It may be possible to develop a simple blood test to diagnose multiple sclerosis, scientists believe.
Women are twice as likely to be affected by MS as men
MS is currently diagnosed through a combination of scans, tests and physical examination, and can be difficult to spot.
But researchers found people with relapsing-remitting MS have a distinct pattern of proteins in their blood.
The Wake Forest University study features in the Journal of Molecular Neuroscience.
MS is a progressive disease of the central nervous system that affects the brain and spinal cord.
Common signs can include fatigue, psychological changes, weakness or paralysis of limbs, numbness, vision problems, difficulties speaking or walking, bladder problems, and sexual dysfunction.
Eventually, patients may become totally paralysed and wheelchair-bound.
The Wake Forest team compared blood samples from 25 patients newly diagnosed with relapsing-remitting MS with samples from 25 healthy people.
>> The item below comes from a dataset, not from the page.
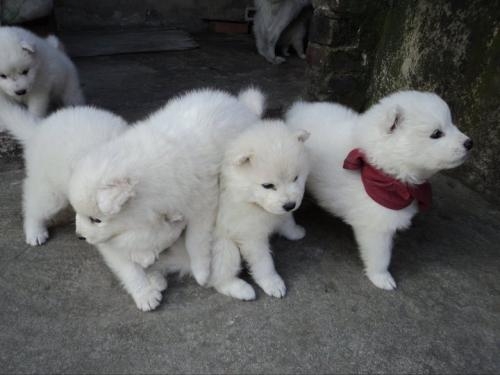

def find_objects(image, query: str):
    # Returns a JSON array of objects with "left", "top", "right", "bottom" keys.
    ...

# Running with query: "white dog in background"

Relapsing-remitting MS is the most common form of the disease, and is characterised by attacks interspersed with stable periods.
The researchers found that the MS patients had a different pattern of proteins - and their building blocks, peptides - in their blood.
Lead researcher Dr Jagannadha Avasarala said: "We found a distinct pattern in the MS group that revealed the existence of three markers for the disease.
"This suggests the potential for developing a blood test that could allow us to identify the earliest changes that represent MS and help in its diagnosis."
Dr Avasarala said there was probably not a single marker that could be used to detect MS.
Looking for patterns across a number of markers was probably a more effective strategy.
The researchers combined an analytical technique called combined mass spectrometry with sophisticated software designed to recognise protein patterns.
Christine Jones, of the MS Trust, said: "Obviously, this research is at an early stage but the prospect of a simple blood test to diagnose MS is extremely attractive.
"Currently, there is no one test that can diagnose MS and the process of identifying people with the condition can be long and stressful, often stretching over a period of months or even years.
"Many people with MS say that dealing with the uncertainty during diagnosis is harder than coping with any of the symptoms they ever experience.
"Clearly, a test that could provide a rapid and definitive diagnosis would enable those who do have MS to begin receiving treatment and support without delay and would also avoid unnecessary distress for those who are found not to be affected by the condition."
Mike O'Donovan, chief executive of the Multiple Sclerosis Society, said: "This interesting research is at an early stage and we look forward to seeing the results of the further analysis now under way."